I have the advantage of having built my battery later than many of you early pioneers so I believe I’ve got it out together using close to current state-of-the-art practices but would appreciate your perspective. Here is a summary of what I’ve built:
16 280Ah cells in a single row clamped to 12psi
Stainless M6 grubscrews Red Loctited into all terminals
All cell connections made with custom 2/0 battery cables sized to connect every other cell (so ~6” long)
All connections properly torqued with a calibrated torque wrench
Standard 300A 8S Heltec BMS (for now, upgrading BNS and adding a contactor is one of the safety upgrades I’m contemplating)
If I summarize what I’ve understood from your various posts, here is a list of the risks I’m aware of and plan to address:
-mice or rats chewing through cables - I was already planning on building a rodent-proof enclosure for the battery and all critical cables, and your experience has assured that I’ll follow through
-a BMS failure or a cable connection failure resulting in overcharge of a cell. I believe you suspect this as your leading suspect in terms of what caused your fire. There is no way to be 100% certain that overcharging and bloating can never occur, and so I’m now thinking about adding a pressure sensor to my clamping fixture. If bloating cell = excessive pressure and a pressure sensor can detect that and open a contactor before a runaway event goes too far, that seems like it might be a viable path to increasing safety against an overcharge/overbloat event.
-after those two risks, the only other risk I can see is cell failure, and primarily internal short / self-discharge resulting in heat, heating and bloating of neighboring cels, and possibly fire from still-being-debated causes. First, if a cell can fail in that way in one of our DIY batteries , it can fail in that way in a preassembled battery or even an EV (so risk should be low unless associated with the cheap ‘grade-A’ factory-reject cells many of us are purchasing through Alibaba). If any such cell failure will result in pack bloat before it can result in a fire, the same pressure sensor safety solution sketched above should reduce risk of fire in the event of cell failure.
I’m interested in whether you can think of risks I’ve overlooked. My battery is stationary and will be enclosed / protected like your finished battery, so there should be little/no risk of a spontaneous cable failure or short.
If a pressure sensor on the clamping fixture is a good way to address any risk associated with runaway/bloat which encompasses 99.9% of the risk if fire developing, that same signal could be used to trigger whichever fire extinguishing solution the board settles on as best for LiFePO4 (which can also be triggered by a heat sensor).

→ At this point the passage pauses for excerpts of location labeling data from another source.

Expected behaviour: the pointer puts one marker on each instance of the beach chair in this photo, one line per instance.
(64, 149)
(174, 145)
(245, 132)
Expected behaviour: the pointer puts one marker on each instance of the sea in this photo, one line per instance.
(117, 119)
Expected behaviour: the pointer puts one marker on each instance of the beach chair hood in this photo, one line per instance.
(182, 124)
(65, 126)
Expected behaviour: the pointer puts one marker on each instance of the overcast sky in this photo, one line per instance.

So I’m thinking a stationary DIY build which has been done carefully enough can be made as safe as the EV-class finished battery you have adopted with enough expense and effort (which would probably not be worth the trouble if starting from scratch, as you point out), but I’d be very interested in your opinion.

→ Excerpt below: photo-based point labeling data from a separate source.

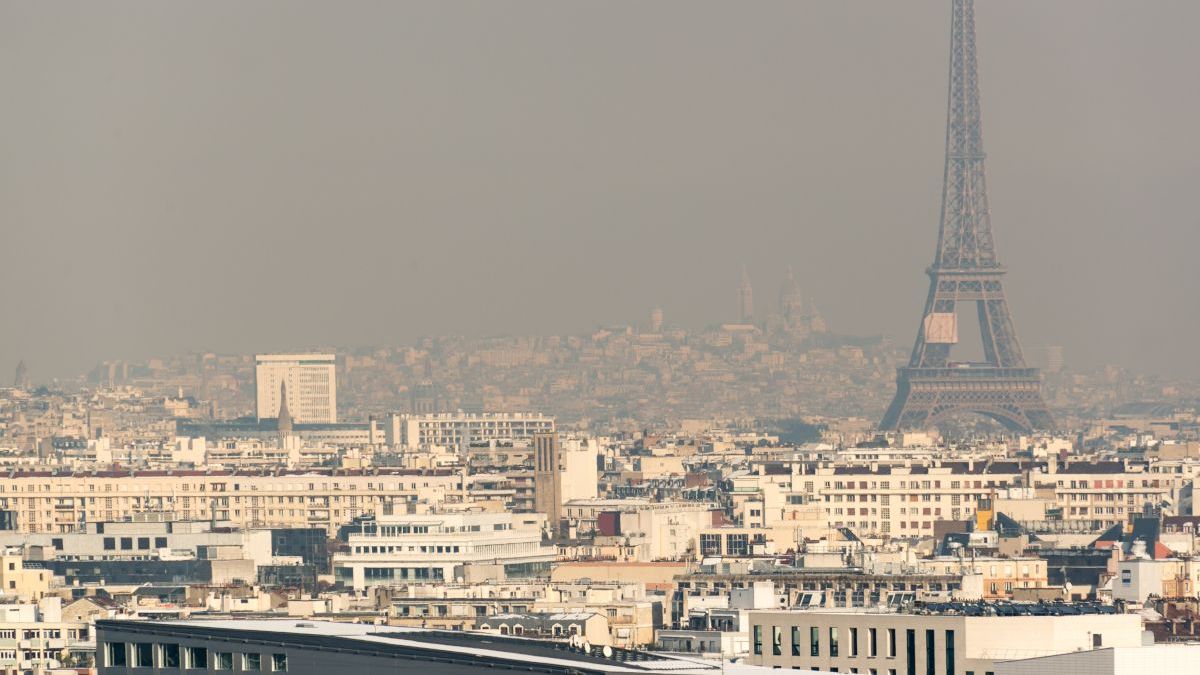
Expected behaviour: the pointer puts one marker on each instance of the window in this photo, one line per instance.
(911, 644)
(168, 655)
(949, 652)
(115, 655)
(197, 658)
(143, 655)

And as for the rest of the board, please don’t waste any effort on posts telling me I’m being over-conservative or blowing these safety concerns out of proportion.
In a boat or an RV, fine, but I’ve been concerned about the safety of having one of these powerful LiFePO4 batteries in my basement since day 1.
Unless I can have confidence that I’ve got a safety solution which is at least as good as what’s going into the batteries being put into EVs (amd let’s not even bring up the Chevy Bolt, and yes, I understand it’s not LiFePO4), I’ll be ditching my DIY battery for an EV-class preassembled battery like the one fhorst has discovered.
Any constructive comments/opinions as to whether increased pressure/bloat is a necessary precondition to any failure that can result in fire from LiFePO4 cells appreciated, but please don’t waste your time or breath trying to convince me I’m crying wolf (as many of you are disappointingly expressing to fhorst).